L'obligation d'interprétation conforme. Même avant l'expiration du délai de transposition, les juridictions nationales sont tenues de ne pas compromettre sérieusement le résultat prescrit par la directive (CJCE, 18 décembre 1997, Inter-Environnement Wallonie). Après ce délai, elles doivent interpréter le droit national, dans toute la mesure du possible, à la lumière du texte et de la finalité de la directive (CJCE, 13 novembre 1990, Marleasing). Cette obligation d'interprétation conforme pallie partiellement l'absence d'effet direct horizontal.

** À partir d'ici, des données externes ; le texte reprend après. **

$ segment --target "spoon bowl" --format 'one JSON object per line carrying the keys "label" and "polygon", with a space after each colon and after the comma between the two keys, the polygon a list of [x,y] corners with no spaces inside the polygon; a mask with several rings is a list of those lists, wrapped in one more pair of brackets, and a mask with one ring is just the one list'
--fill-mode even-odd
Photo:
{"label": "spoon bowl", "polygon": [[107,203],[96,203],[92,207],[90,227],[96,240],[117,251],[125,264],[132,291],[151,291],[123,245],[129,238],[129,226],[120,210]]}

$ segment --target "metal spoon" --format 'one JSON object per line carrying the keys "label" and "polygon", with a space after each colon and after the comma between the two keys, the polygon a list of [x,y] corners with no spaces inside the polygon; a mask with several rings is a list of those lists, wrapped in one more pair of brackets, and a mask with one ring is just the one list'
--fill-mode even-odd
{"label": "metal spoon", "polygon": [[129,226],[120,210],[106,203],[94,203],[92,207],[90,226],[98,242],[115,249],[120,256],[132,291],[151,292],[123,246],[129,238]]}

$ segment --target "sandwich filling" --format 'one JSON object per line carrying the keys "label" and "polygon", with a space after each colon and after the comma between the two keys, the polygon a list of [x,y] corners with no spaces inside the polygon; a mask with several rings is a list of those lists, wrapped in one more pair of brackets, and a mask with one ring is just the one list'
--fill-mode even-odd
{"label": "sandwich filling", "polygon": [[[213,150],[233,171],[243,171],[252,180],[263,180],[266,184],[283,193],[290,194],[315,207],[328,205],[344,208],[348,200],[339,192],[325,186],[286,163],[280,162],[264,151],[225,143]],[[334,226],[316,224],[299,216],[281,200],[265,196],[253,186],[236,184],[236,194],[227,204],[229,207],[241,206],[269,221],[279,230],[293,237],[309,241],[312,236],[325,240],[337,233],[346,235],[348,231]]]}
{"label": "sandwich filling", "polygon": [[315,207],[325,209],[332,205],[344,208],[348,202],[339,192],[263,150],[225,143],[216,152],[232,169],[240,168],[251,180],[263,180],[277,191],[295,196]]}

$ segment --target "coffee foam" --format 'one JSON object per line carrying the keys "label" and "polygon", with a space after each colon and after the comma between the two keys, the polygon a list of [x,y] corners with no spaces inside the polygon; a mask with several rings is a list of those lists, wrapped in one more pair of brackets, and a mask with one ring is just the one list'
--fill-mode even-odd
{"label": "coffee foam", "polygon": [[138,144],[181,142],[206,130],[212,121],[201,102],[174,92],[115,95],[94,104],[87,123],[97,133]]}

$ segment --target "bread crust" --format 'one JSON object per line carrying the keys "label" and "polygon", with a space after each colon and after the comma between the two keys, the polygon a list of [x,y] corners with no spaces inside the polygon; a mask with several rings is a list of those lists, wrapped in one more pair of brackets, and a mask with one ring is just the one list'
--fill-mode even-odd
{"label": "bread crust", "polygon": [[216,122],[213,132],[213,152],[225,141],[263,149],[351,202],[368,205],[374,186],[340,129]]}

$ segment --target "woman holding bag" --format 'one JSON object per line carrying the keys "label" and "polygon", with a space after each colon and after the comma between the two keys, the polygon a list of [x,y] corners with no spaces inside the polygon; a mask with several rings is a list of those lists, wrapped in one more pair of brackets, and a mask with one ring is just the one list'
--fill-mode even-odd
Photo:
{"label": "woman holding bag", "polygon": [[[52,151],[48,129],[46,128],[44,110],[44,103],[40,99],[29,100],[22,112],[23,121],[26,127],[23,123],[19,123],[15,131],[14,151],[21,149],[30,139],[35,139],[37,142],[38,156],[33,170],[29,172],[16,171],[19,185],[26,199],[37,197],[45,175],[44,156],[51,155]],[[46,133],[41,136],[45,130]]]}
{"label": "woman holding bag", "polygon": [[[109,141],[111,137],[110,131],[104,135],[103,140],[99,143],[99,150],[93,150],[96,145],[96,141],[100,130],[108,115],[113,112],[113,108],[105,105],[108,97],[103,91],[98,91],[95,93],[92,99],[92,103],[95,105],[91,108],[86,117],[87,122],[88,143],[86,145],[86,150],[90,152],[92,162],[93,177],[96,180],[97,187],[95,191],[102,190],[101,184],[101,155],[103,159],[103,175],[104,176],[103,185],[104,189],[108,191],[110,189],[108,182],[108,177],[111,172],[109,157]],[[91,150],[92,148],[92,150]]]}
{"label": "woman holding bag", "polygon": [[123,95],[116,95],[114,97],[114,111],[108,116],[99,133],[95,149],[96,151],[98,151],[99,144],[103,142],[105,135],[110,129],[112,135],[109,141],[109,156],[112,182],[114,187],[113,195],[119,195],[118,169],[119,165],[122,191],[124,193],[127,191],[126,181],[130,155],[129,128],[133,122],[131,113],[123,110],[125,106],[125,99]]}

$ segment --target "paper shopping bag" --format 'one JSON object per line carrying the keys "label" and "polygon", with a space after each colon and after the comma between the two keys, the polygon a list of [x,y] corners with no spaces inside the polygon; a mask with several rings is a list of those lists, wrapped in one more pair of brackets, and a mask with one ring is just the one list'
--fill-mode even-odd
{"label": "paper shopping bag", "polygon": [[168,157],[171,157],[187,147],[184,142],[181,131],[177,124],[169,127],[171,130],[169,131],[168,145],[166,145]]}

La convergence pratique des deux instruments. Si la distinction théorique est claire, la pratique la nuance. D'une part, certaines directives sont rédigées de manière si détaillée qu'elles ne laissent quasiment aucune marge de transposition aux États, se rapprochant de facto d'un règlement (on parle parfois de « directives-règlements »). D'autre part, certains règlements prévoient des habilitations ou des clauses optionnelles laissant une marge aux États, brouillant la frontière. Le choix entre les deux instruments relève d'une décision politique et juridique, encadrée par les bases juridiques des traités : certains articles du TFUE imposent le recours à l'un ou l'autre (par exemple, l'art. 153 §2 TFUE, base de la directive sur les salaires minimaux, prévoit expressément l'adoption de directives en matière de conditions de travail).

Tableau synthétique.

Critère Règlement Directive
Portée Générale Les États membres destinataires
Obligation Obligatoire dans tous ses éléments Lie quant au résultat, liberté de forme et de moyens
Applicabilité Directe, sans transposition Nécessite une transposition dans le délai imparti
Effet direct Complet (vertical et horizontal) Vertical uniquement, en cas de non-transposition, si précis et inconditionnel
Logique Uniformité du droit Harmonisation avec marge nationale

Enjeux pour les concours. La distinction règlement/directive est une question fondamentale de droit de l'Union européenne, mobilisée dans de très nombreuses épreuves. Elle suppose de maîtriser l'article 288 TFUE, mais aussi la jurisprudence structurante de la CJUE : Van Gend en Loos (1963, effet direct du droit de l'Union), Costa c. ENEL (1964, primauté), Van Duyn (1974, effet direct des directives), Marshall (1986, absence d'effet direct horizontal), Francovich (1991, responsabilité de l'État), Marleasing (1990, interprétation conforme). La question du choix de l'instrument (règlement ou directive) est également un enjeu de politique européenne : le recours au règlement traduit une volonté d'uniformisation forte (RGPD, AI Act), tandis que la directive respecte davantage la diversité des systèmes nationaux (droit social, droit de l'environnement). Ce choix est au cœur du débat sur l'équilibre entre intégration européenne et souveraineté des États membres.